The Needham-Schroeder authentication protocol is illustrated in Figure 205. Note that the KDC doesn’t actually authenticate Alice’s initial message and doesn’t communicate with Bob at all. Instead, the KDC uses its knowledge of Alice’s and Bob’s master keys to construct a reply that would be useless to anyone other than Alice (because only Alice can decrypt it) and contains the necessary ingredients for Alice and Bob to perform the rest of the authentication protocol themselves.
The nonce in the first two messages is to assure Alice that the KDC’s reply is fresh. The second and third messages include the new session key and Alice’s identifier, encrypted together using Bob’s master key. It is a sort of secret-key version of a public-key certificate; it is in effect a signed statement by the KDC (because the KDC is the only entity besides Bob who knows Bob’s master key) that the enclosed session key is owned by Alice and Bob. Although the nonce in the last two messages is intended to assure Bob that the third message was fresh, there is a flaw in this reasoning.
Kerberos is an authentication system based on the Needham-Schroeder protocol and specialized for client/server environments. Originally developed at MIT, it has been standardized by the IETF and is available as both open source and commercial products. We will focus here on some of Kerberos’s interesting innovations.
Kerberos clients are generally human users, and users authenticate themselves using passwords. Alice’s master key, shared with the KDC, is derived from her password—if you know the password, you can compute the key. Kerberos assumes anyone can physically access any client machine; therefore, it is important to minimize the exposure of Alice’s password or master key not just in the network but also on any machine where she logs in. Kerberos takes advantage of Needham-Schroeder to accomplish this. In Needham-Schroeder, the only time Alice needs to use her password is when decrypting the reply from the KDC. Kerberos client-side software waits until the KDC’s reply arrives, prompts Alice to enter her password, computes the master key and decrypts the KDC’s reply, and then erases all information about the password and master key to minimize its exposure. Also note that the only sign a user sees of Kerberos is when the user is prompted for a password.
In Needham-Schroeder, the KDC’s reply to Alice plays two roles: It gives her the means to prove her identity (only Alice can decrypt the reply), and it gives her a sort of secret-key certificate or “ticket” to present to Bob—the session key and Alice’s identifier, encrypted with Bob’s master key.

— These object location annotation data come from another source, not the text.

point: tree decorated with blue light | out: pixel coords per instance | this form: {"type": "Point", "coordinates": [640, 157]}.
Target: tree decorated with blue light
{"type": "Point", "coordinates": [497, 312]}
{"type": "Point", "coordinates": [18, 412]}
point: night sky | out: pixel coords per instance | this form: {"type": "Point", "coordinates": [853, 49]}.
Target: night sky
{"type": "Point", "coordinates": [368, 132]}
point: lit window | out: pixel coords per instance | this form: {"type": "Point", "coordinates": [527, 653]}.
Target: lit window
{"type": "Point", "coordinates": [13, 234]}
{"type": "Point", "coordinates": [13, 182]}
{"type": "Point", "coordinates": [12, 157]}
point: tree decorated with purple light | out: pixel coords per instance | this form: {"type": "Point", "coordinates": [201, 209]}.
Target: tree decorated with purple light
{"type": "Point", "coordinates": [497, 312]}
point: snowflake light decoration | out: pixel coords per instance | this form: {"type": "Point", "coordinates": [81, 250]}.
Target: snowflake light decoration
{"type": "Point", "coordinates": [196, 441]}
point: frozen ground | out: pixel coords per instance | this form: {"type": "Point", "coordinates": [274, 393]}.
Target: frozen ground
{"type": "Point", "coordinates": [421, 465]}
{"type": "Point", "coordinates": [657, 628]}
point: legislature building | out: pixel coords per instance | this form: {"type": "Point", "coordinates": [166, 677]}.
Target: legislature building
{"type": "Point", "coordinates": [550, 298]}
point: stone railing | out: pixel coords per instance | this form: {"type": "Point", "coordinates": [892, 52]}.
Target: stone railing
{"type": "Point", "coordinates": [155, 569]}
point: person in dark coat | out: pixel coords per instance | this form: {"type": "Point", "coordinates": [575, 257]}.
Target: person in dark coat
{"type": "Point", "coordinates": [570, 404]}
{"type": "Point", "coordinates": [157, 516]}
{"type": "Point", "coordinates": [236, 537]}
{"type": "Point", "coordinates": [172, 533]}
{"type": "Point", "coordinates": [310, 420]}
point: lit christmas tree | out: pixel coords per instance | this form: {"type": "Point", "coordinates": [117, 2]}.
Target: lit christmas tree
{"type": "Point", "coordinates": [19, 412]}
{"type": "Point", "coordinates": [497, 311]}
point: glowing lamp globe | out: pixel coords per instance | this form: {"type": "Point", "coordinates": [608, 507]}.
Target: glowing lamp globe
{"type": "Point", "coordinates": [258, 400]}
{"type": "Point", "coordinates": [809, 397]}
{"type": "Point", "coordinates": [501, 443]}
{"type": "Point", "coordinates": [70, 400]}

In Kerberos, those two functions—and the KDC itself, in effect—are split up (Figure 206). A trusted server called an Authentication Server (AS) plays the first KDC role of providing Alice with something she can use to prove her identity—not to Bob this time, but to a second trusted server called a Ticket Granting Server (TGS). The TGS plays the second KDC role, replying to Alice with a ticket she can present to Bob. The attraction of this scheme is that if Alice needs to communicate with several servers, not just Bob, then she can get tickets for each of them from the TGS without going back to the AS.
In the client/server application domain for which Kerberos is intended, it is reasonable to assume a degree of clock synchronization. This allows Kerberos to use timestamps and lifespans instead of Needham-Shroeder’s nonces, and thereby eliminate the Needham-Schroeder security weakness. Kerberos supports a choice of hash functions and secret-key ciphers, allowing it to keep pace with the state-of-the-art in cryptographic algorithms.